The Uniformed Services Employment and ReEmployment Rights Act of 1994 or USERRA as it is commonly known is the protection that reserve soldiers receive when they are activated and/or return to employment after activation. This law was written to simply protect soldiers who are called out on active duty for the United States for duties.
This law is covered in 38 U.S.C. section 4301 et. al. This law assists soldiers when they suffer discrimination when they leave for duty, upon return from duty, and keeping their employment upon return to their jobs. The law is quite favorable to these claims. Depending on what statute you bring the claim, a presumption exists for the soldier that the employer has to prove it did not terminate the soldier due to military service. The purpose is to ensure that employers retain soldiers while having a military obligation to the U.S.

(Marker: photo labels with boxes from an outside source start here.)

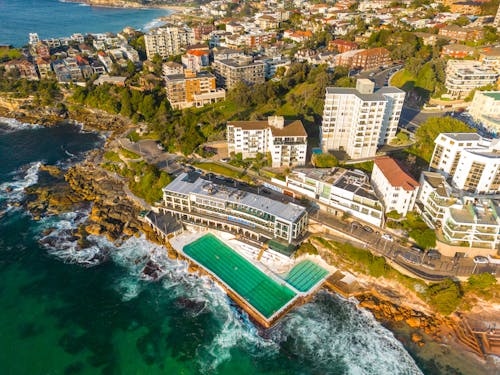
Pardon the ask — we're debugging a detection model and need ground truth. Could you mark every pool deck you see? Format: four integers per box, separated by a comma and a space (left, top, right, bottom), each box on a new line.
169, 230, 332, 328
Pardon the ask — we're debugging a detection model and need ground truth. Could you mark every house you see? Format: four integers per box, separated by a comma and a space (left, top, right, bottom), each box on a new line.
227, 116, 307, 168
371, 156, 420, 216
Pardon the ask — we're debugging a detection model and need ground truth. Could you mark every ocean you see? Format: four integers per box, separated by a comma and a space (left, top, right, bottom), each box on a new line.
0, 0, 172, 47
0, 119, 430, 375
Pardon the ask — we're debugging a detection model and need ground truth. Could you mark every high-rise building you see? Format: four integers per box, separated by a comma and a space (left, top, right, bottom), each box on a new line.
227, 116, 307, 168
321, 79, 405, 159
430, 133, 500, 194
445, 60, 499, 99
165, 69, 226, 109
493, 4, 500, 31
372, 156, 420, 216
144, 26, 194, 60
212, 56, 266, 89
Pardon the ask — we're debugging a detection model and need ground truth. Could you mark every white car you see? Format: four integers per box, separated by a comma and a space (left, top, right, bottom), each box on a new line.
382, 233, 394, 242
474, 255, 489, 264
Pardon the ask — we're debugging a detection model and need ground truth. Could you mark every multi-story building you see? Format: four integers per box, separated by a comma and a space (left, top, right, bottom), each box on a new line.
441, 44, 476, 59
226, 116, 307, 168
438, 25, 484, 42
144, 26, 194, 60
442, 198, 500, 251
478, 47, 500, 72
212, 56, 266, 89
430, 133, 500, 194
181, 49, 210, 72
493, 4, 500, 31
333, 47, 391, 70
320, 79, 405, 159
417, 172, 500, 251
328, 39, 358, 53
371, 156, 420, 216
165, 69, 226, 109
161, 61, 184, 76
445, 60, 499, 99
286, 168, 384, 227
3, 60, 39, 81
160, 172, 308, 244
469, 91, 500, 135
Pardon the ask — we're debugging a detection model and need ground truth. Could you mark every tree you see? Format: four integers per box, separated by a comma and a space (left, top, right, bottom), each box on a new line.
410, 117, 475, 162
425, 279, 462, 315
311, 154, 339, 168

Besides the reemployment, a soldier should keep his or her seniority and benefits upon return. The soldier should not lose his or her seniority or position for the employer. The soldier needs to give the employer notice, preferably in writing, that he has been placed on orders stating when the soldier is leaving and should return if possible. The soldier has so many days to report back to the employer based on the length of time the soldier was activated. It is advisable to keep the employer updated since durations and orders for soldiers can always change.
If a lawsuit is required, the soldier is entitled to lost wages, emotional distress, attorney fees, and possibility punitive damages depending on the circumstances. Both private and governmental employers are covered under this law. As with many federal statutory rights, the soldier can bring suit in either state or federal court. If the state discriminates against the soldier, he or she can bring the case to state court to avoid 11th Amendment problems.
If a soldier is adversely affected by his or her activation, the soldier should seek legal help for thei termination.